Basic Admin Commands
Generally GPFS is fairly reliable and the only real failure mode is if one or more of the disks have hardware problems, this will fail the disk and possibly lock up the filesystem pending a fix. This might be a matter of removing the failing disk from the filesystem. If the filesystem can be brought back up temporarily then it ought to be possiblt to remove the disk cleanly without losing any data (assuming there is enough free space on the now reduced filesystem).
Generally you might expect support to take a shot at fixing things by unmounting the filesystem and remounting, it's not expected that they do much more than this.
Authenticating as the administrator
Most of the gpfs mm commands require you to be logged in as root and able to ssh passwordlessly to all the gpfs nodes. Log into one of the cluster's admin hosts (currently just the scheduler host:- illustrious) nsu to root and initialise the gpfs environment with initgpfs
[illustrious]iainr: nsu
[illustrious]root: initgpfs
Agent pid 31424
Enter passphrase for /root/.ssh/id_rsa:
Identity added: /root/.ssh/id_rsa (/root/.ssh/id_rsa)
[illustrious]root:
This sets up passwordless RSA based authentication throughout the GPFS cluster. Provided you use the
-o.inf.ed.ac.uk based addressing you will be able to ssh or run commands on all nodes.
Cluster Status
Basic information about the cluster can be found using the mmlsclustercommand which will return information about the cluster itself and the individual nodes. e.g.

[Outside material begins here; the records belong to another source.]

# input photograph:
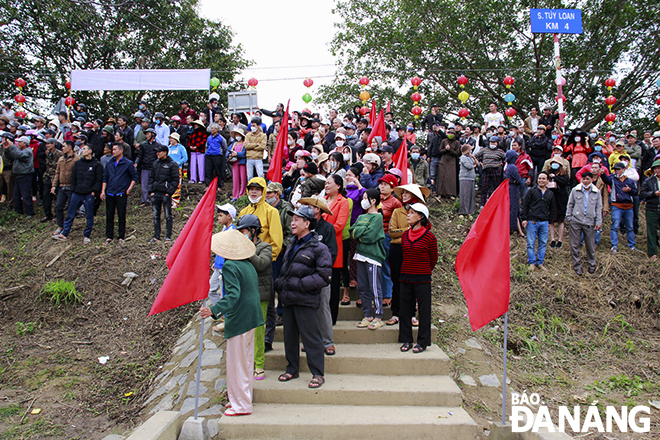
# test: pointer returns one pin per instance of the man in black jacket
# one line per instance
(163, 182)
(307, 269)
(146, 158)
(536, 213)
(86, 182)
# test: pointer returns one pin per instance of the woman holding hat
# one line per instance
(242, 310)
(236, 157)
(179, 155)
(420, 255)
(408, 194)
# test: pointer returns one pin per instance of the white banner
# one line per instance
(166, 79)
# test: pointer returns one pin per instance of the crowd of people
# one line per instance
(341, 217)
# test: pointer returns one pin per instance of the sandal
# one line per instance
(393, 320)
(316, 382)
(418, 349)
(285, 377)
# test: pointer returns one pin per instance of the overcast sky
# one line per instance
(281, 38)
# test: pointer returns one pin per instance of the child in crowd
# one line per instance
(466, 177)
(370, 255)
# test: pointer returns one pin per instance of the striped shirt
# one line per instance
(419, 257)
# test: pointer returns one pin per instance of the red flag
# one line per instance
(275, 168)
(400, 160)
(483, 262)
(188, 260)
(373, 114)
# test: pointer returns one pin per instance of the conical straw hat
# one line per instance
(232, 245)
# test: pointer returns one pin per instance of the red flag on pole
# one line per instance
(483, 262)
(188, 260)
(275, 168)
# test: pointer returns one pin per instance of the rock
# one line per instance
(490, 380)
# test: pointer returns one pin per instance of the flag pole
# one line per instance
(506, 322)
(199, 360)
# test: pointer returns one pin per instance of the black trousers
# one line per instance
(302, 323)
(214, 166)
(162, 202)
(117, 203)
(396, 261)
(411, 292)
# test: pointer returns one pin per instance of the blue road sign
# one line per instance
(556, 21)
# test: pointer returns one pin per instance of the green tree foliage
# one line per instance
(43, 40)
(390, 42)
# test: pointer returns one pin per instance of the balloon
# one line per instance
(364, 96)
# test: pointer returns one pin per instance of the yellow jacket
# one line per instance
(271, 226)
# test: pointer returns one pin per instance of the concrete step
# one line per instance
(375, 359)
(331, 422)
(347, 332)
(353, 313)
(355, 389)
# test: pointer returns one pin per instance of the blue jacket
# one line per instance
(118, 176)
(215, 145)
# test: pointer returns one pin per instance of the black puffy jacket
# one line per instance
(164, 176)
(304, 273)
(87, 176)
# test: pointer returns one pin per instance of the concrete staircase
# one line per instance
(372, 390)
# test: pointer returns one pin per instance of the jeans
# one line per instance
(255, 163)
(77, 200)
(618, 215)
(541, 230)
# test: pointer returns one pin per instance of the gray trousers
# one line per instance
(575, 231)
(325, 317)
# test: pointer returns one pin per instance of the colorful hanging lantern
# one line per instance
(609, 83)
(462, 80)
(610, 118)
(463, 96)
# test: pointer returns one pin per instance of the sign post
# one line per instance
(557, 21)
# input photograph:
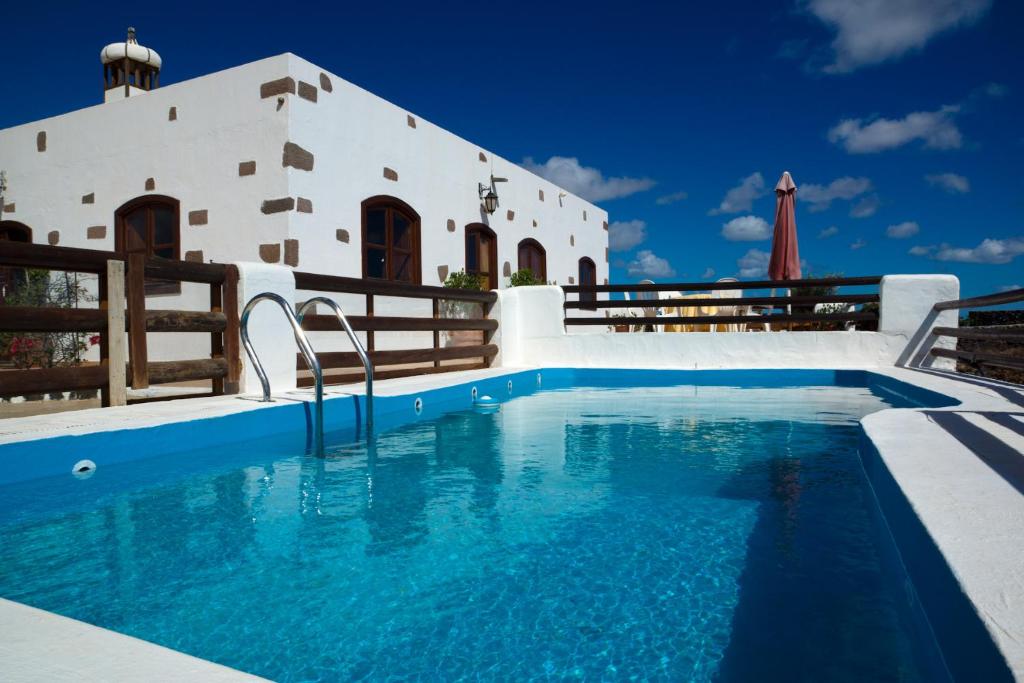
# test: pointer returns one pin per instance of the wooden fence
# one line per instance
(436, 358)
(797, 305)
(1006, 336)
(121, 298)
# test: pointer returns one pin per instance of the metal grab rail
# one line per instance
(367, 365)
(307, 353)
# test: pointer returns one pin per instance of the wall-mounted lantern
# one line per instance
(487, 195)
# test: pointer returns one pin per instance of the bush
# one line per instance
(523, 278)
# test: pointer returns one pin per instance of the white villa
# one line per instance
(282, 162)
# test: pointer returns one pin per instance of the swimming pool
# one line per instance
(614, 524)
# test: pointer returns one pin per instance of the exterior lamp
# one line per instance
(487, 195)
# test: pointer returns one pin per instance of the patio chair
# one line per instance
(730, 310)
(647, 310)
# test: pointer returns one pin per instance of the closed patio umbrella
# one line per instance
(784, 262)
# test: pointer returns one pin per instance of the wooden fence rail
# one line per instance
(400, 363)
(796, 306)
(121, 307)
(1001, 336)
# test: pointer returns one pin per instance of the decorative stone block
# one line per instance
(292, 252)
(279, 87)
(269, 253)
(296, 157)
(276, 206)
(307, 91)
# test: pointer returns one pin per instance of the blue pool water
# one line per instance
(679, 532)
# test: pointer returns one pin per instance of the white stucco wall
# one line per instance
(110, 151)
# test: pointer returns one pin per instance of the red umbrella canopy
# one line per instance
(784, 263)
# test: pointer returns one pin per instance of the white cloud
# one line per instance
(671, 199)
(936, 129)
(820, 198)
(754, 263)
(865, 207)
(907, 228)
(832, 230)
(989, 251)
(747, 228)
(950, 182)
(586, 181)
(869, 32)
(625, 235)
(647, 264)
(741, 197)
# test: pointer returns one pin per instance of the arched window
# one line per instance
(532, 256)
(150, 225)
(11, 276)
(481, 253)
(588, 278)
(390, 240)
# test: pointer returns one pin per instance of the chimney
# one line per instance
(129, 69)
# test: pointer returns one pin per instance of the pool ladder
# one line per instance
(295, 319)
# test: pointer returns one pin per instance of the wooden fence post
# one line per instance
(136, 321)
(116, 356)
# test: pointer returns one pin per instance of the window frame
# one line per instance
(390, 205)
(153, 287)
(588, 301)
(531, 243)
(483, 228)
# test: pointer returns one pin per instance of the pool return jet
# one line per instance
(295, 319)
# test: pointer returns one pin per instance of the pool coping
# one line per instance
(975, 527)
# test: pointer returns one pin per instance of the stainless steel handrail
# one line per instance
(307, 353)
(367, 365)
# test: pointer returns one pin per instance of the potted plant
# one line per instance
(462, 309)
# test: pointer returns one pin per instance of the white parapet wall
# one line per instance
(531, 333)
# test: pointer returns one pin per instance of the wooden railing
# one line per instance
(400, 363)
(121, 307)
(770, 309)
(1005, 336)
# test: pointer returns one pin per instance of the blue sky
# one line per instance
(900, 120)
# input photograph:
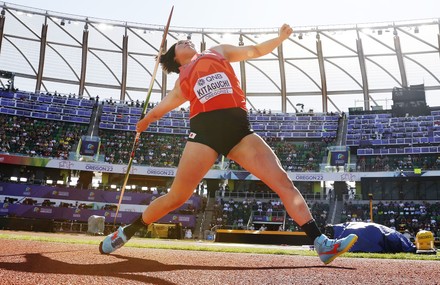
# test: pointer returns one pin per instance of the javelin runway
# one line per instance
(36, 262)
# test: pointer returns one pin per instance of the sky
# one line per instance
(244, 13)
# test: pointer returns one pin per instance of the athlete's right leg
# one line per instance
(195, 162)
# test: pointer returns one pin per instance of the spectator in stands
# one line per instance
(220, 125)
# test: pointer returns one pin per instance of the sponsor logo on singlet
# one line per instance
(192, 135)
(212, 85)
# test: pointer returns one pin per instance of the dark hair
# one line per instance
(168, 62)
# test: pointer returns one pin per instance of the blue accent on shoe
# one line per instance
(113, 241)
(329, 249)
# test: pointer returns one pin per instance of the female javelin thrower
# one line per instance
(219, 125)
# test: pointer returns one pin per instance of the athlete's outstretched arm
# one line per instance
(236, 53)
(173, 100)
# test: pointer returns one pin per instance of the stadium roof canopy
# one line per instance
(324, 68)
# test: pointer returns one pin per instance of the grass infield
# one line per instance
(136, 242)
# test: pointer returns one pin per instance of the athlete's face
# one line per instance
(184, 49)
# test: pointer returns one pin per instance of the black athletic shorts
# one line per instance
(220, 129)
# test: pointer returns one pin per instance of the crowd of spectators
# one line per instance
(402, 216)
(38, 138)
(398, 162)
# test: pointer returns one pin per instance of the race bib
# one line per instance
(212, 85)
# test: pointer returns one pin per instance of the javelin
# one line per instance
(144, 111)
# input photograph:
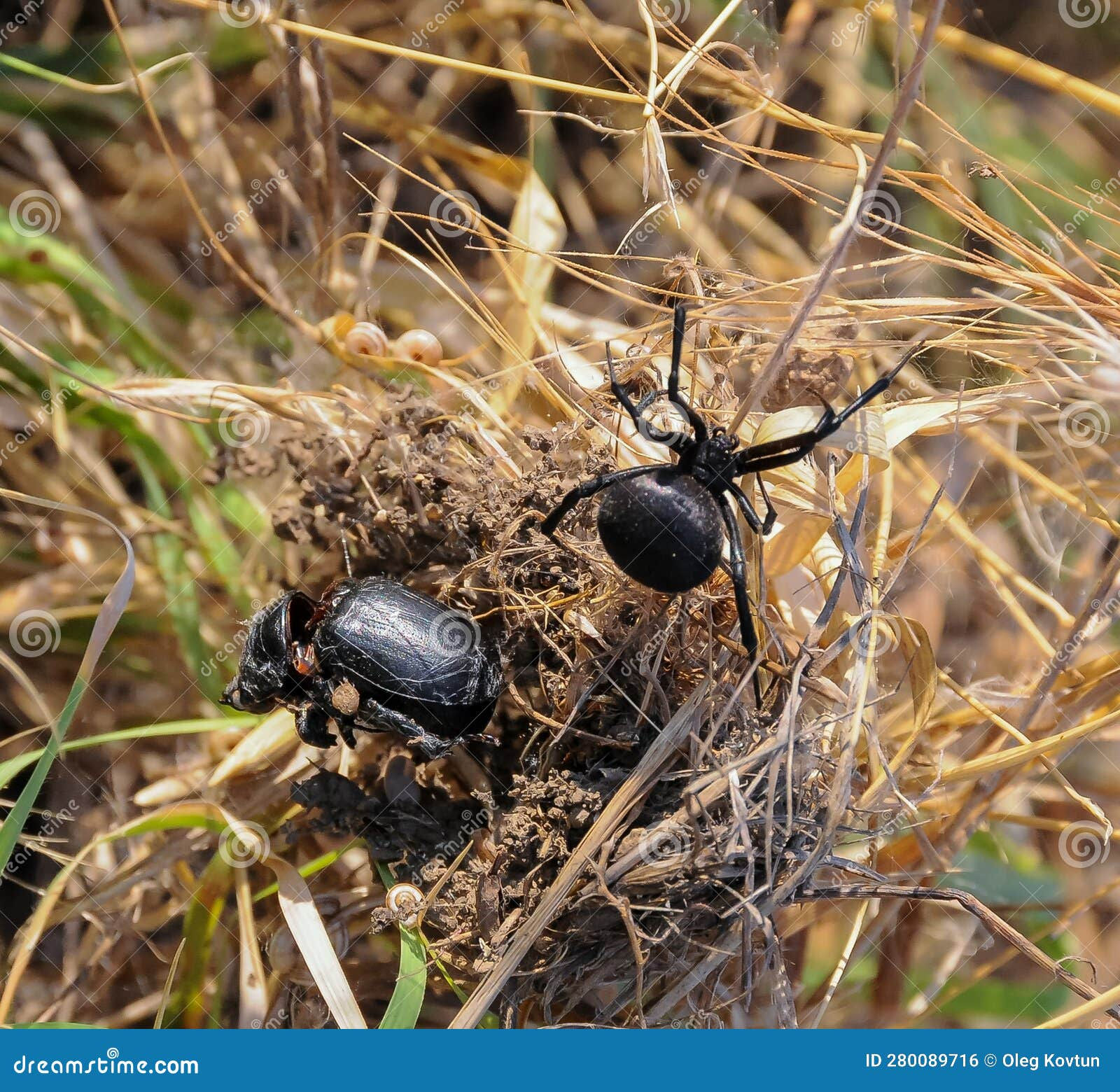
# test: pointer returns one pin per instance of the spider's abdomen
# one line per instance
(664, 530)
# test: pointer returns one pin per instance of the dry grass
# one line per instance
(935, 764)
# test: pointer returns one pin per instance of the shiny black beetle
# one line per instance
(372, 654)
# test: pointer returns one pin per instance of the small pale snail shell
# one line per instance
(405, 899)
(367, 340)
(420, 346)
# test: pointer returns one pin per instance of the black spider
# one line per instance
(664, 524)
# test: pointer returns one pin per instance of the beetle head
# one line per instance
(267, 671)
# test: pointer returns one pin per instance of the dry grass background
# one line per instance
(204, 200)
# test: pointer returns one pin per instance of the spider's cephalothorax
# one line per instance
(664, 524)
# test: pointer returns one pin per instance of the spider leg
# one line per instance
(754, 521)
(878, 386)
(675, 377)
(589, 489)
(644, 428)
(789, 449)
(748, 634)
(771, 511)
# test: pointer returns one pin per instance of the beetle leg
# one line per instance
(382, 717)
(312, 727)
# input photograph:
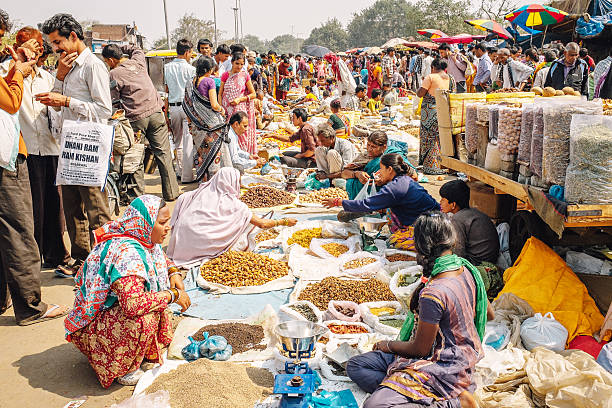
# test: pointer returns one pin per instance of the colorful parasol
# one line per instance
(430, 33)
(490, 26)
(534, 15)
(459, 39)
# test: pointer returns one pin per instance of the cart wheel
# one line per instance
(524, 225)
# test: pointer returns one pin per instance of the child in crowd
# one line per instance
(374, 103)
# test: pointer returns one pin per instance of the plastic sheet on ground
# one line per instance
(544, 280)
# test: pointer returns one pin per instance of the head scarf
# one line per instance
(123, 248)
(208, 221)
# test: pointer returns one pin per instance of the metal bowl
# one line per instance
(370, 224)
(299, 335)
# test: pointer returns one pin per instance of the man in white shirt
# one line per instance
(176, 75)
(332, 154)
(82, 91)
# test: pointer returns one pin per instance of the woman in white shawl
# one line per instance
(208, 221)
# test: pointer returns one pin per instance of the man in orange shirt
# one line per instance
(20, 260)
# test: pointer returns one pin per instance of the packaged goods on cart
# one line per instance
(557, 125)
(265, 196)
(589, 175)
(509, 130)
(333, 288)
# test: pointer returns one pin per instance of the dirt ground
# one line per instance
(38, 368)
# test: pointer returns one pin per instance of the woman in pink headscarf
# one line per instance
(208, 221)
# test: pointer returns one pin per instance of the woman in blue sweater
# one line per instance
(403, 198)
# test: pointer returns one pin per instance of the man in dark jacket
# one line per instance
(569, 71)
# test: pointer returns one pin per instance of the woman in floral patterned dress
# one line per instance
(120, 317)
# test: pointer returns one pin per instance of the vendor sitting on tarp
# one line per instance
(120, 318)
(332, 154)
(211, 220)
(403, 198)
(308, 143)
(364, 166)
(433, 363)
(477, 239)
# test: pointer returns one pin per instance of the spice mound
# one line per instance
(316, 197)
(400, 258)
(305, 311)
(303, 237)
(265, 196)
(358, 263)
(335, 249)
(242, 337)
(236, 269)
(332, 288)
(266, 235)
(219, 384)
(347, 329)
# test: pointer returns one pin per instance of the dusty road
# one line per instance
(39, 369)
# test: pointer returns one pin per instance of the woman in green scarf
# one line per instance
(364, 166)
(433, 363)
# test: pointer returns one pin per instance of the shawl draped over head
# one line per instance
(208, 221)
(123, 248)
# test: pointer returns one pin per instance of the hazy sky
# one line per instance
(264, 18)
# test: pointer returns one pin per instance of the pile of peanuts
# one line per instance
(332, 288)
(265, 196)
(303, 237)
(358, 263)
(236, 269)
(266, 235)
(317, 197)
(335, 249)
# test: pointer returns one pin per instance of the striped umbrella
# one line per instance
(490, 26)
(533, 15)
(430, 33)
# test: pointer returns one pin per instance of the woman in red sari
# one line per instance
(237, 94)
(120, 318)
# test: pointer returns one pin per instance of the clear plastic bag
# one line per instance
(471, 130)
(543, 331)
(524, 150)
(557, 129)
(509, 129)
(589, 175)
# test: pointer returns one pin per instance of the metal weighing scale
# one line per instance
(370, 229)
(299, 382)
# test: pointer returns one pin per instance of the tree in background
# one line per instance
(447, 16)
(330, 34)
(382, 21)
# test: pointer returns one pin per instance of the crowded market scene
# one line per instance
(422, 221)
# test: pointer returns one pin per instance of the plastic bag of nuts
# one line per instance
(362, 264)
(509, 130)
(334, 248)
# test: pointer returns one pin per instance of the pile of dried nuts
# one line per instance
(400, 258)
(266, 196)
(303, 237)
(332, 288)
(335, 249)
(358, 263)
(236, 269)
(347, 329)
(266, 235)
(319, 196)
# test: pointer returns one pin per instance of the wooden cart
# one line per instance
(585, 224)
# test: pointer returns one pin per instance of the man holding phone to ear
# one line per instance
(82, 92)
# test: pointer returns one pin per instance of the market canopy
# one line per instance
(394, 42)
(316, 50)
(490, 26)
(431, 33)
(460, 39)
(535, 15)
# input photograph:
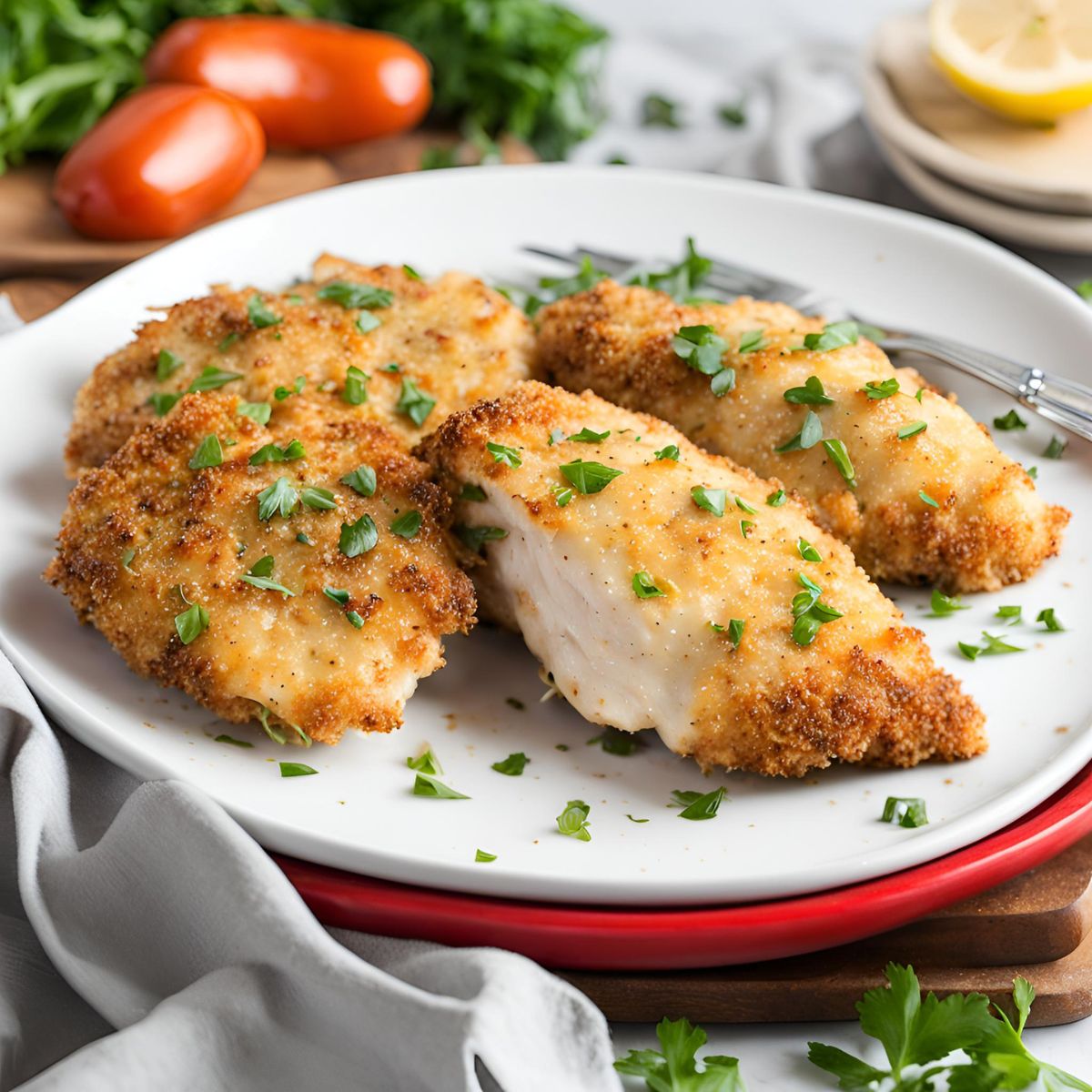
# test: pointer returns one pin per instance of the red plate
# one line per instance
(607, 938)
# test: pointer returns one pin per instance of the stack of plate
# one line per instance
(1026, 185)
(786, 865)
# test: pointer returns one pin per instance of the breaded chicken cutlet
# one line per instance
(354, 342)
(305, 580)
(665, 588)
(898, 472)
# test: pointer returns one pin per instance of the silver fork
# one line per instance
(1058, 399)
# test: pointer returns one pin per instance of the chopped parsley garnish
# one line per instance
(882, 389)
(615, 742)
(809, 435)
(589, 478)
(359, 538)
(711, 500)
(905, 812)
(167, 364)
(807, 551)
(1009, 421)
(259, 412)
(192, 622)
(812, 393)
(1057, 448)
(414, 402)
(944, 605)
(1046, 616)
(260, 316)
(208, 453)
(356, 295)
(644, 587)
(163, 403)
(835, 449)
(811, 614)
(407, 525)
(295, 769)
(355, 391)
(501, 454)
(259, 577)
(321, 500)
(703, 349)
(274, 453)
(212, 379)
(361, 480)
(834, 336)
(589, 436)
(475, 538)
(698, 805)
(512, 765)
(573, 820)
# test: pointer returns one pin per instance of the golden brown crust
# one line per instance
(865, 691)
(456, 338)
(199, 531)
(989, 525)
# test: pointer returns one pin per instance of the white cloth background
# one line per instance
(147, 942)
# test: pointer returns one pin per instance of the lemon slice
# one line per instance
(1026, 59)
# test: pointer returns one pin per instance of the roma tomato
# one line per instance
(311, 85)
(162, 159)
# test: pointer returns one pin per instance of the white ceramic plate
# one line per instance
(771, 838)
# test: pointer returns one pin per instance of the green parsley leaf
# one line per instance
(905, 812)
(207, 453)
(212, 379)
(944, 605)
(256, 410)
(882, 389)
(512, 765)
(356, 295)
(834, 336)
(711, 500)
(501, 454)
(644, 587)
(588, 478)
(274, 453)
(363, 480)
(167, 364)
(1047, 618)
(355, 391)
(812, 393)
(260, 316)
(807, 551)
(407, 525)
(163, 403)
(912, 430)
(1057, 448)
(296, 769)
(1009, 421)
(359, 538)
(573, 820)
(414, 402)
(809, 435)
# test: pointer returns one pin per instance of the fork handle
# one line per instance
(1062, 401)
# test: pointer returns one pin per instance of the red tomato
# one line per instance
(311, 85)
(162, 159)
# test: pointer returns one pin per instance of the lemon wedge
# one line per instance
(1026, 59)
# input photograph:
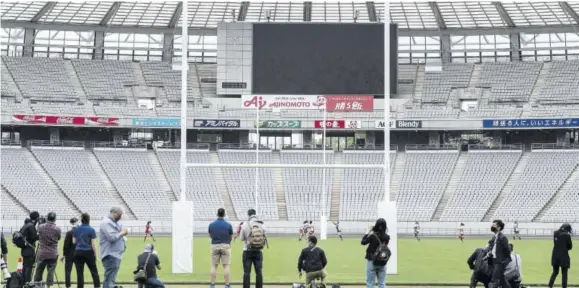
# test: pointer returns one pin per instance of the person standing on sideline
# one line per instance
(28, 253)
(500, 254)
(68, 252)
(254, 239)
(562, 243)
(49, 235)
(220, 232)
(112, 245)
(375, 237)
(313, 261)
(84, 239)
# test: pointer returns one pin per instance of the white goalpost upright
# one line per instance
(183, 210)
(182, 218)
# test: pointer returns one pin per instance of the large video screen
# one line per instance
(310, 59)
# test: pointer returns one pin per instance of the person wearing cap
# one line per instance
(49, 235)
(68, 252)
(30, 234)
(149, 261)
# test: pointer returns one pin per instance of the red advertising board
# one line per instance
(330, 124)
(102, 121)
(49, 120)
(350, 103)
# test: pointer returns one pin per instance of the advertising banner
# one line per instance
(49, 120)
(216, 123)
(532, 123)
(157, 122)
(297, 102)
(330, 124)
(350, 103)
(279, 124)
(102, 121)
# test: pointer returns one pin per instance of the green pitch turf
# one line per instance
(433, 260)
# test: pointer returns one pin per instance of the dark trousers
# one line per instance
(87, 257)
(555, 273)
(498, 278)
(254, 258)
(68, 261)
(474, 281)
(49, 264)
(28, 258)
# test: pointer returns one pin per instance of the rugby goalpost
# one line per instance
(183, 214)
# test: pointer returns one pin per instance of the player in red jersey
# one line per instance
(148, 230)
(461, 231)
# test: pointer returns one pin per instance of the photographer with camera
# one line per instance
(562, 243)
(49, 235)
(25, 239)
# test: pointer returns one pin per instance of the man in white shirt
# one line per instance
(514, 270)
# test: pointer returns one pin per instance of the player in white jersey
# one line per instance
(416, 230)
(516, 231)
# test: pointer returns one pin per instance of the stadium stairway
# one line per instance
(161, 177)
(337, 178)
(59, 192)
(396, 174)
(16, 201)
(560, 193)
(508, 188)
(279, 187)
(71, 73)
(220, 180)
(451, 185)
(96, 165)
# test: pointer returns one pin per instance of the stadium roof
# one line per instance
(427, 18)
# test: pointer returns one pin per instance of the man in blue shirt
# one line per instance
(220, 232)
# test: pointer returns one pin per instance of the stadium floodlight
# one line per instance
(182, 212)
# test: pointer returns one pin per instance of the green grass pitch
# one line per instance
(433, 260)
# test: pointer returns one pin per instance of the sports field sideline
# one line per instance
(430, 261)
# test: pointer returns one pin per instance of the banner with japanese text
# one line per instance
(216, 123)
(49, 120)
(289, 124)
(532, 123)
(286, 102)
(350, 103)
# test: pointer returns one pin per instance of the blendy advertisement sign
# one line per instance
(400, 124)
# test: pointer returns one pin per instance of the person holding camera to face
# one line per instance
(28, 253)
(562, 243)
(49, 235)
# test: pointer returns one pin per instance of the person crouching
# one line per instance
(313, 261)
(149, 261)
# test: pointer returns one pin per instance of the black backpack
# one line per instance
(19, 240)
(15, 281)
(382, 253)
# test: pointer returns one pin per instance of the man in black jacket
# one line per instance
(313, 261)
(68, 252)
(28, 253)
(500, 255)
(480, 270)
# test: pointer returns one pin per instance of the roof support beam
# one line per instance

[illustrious]root: mmlscluster
GPFS cluster information
====================
GPFS cluster name: illustrious-o.inf.ed.ac.uk
GPFS cluster id: 9355967080204467299
GPFS UID domain: illustrious-o.inf.ed.ac.uk
Remote shell command: /usr/bin/ssh
Remote file copy command: /usr/bin/scp
GPFS cluster configuration servers:
Primary server: illustrious-o.inf.ed.ac.uk
Secondary server: sannox-o.inf.ed.ac.uk
Node Daemon node name IP address Admin node name Designation
- illustrious-o.inf.ed.ac.uk 129.215.18.125 illustrious-o.inf.ed.ac.uk quorum-manager 22 bw1425n17-o.inf.ed.ac.uk 129.215.18.56 bw1425n17-o.inf.ed.ac.uk 23 bw1425n18-o.inf.ed.ac.uk 129.215.18.57 bw1425n18-o.inf.ed.ac.uk 24 bw1425n19-o.inf.ed.ac.uk 129.215.18.58 bw1425n19-o.inf.ed.ac.uk 25 bw1425n20-o.inf.ed.ac.uk 129.215.18.59 bw1425n20-o.inf.ed.ac.uk 26 bw1425n21-o.inf.ed.ac.uk 129.215.18.60 bw1425n21-o.inf.ed.ac.uk ... 115 hcrc1425n32-o.inf.ed.ac.uk 129.215.18.32 hcrc1425n32-o.inf.ed.ac.uk 116 hcrc1425n33-o.inf.ed.ac.uk 129.215.18.33 hcrc1425n33-o.inf.ed.ac.uk 117 hcrc1425n34-o.inf.ed.ac.uk 129.215.18.34 hcrc1425n34-o.inf.ed.ac.uk 118 sannox-o.inf.ed.ac.uk 129.215.18.126 sannox-o.inf.ed.ac.uk quorum-manager
unmounting the filesystem
This is a variant on the standard umount command.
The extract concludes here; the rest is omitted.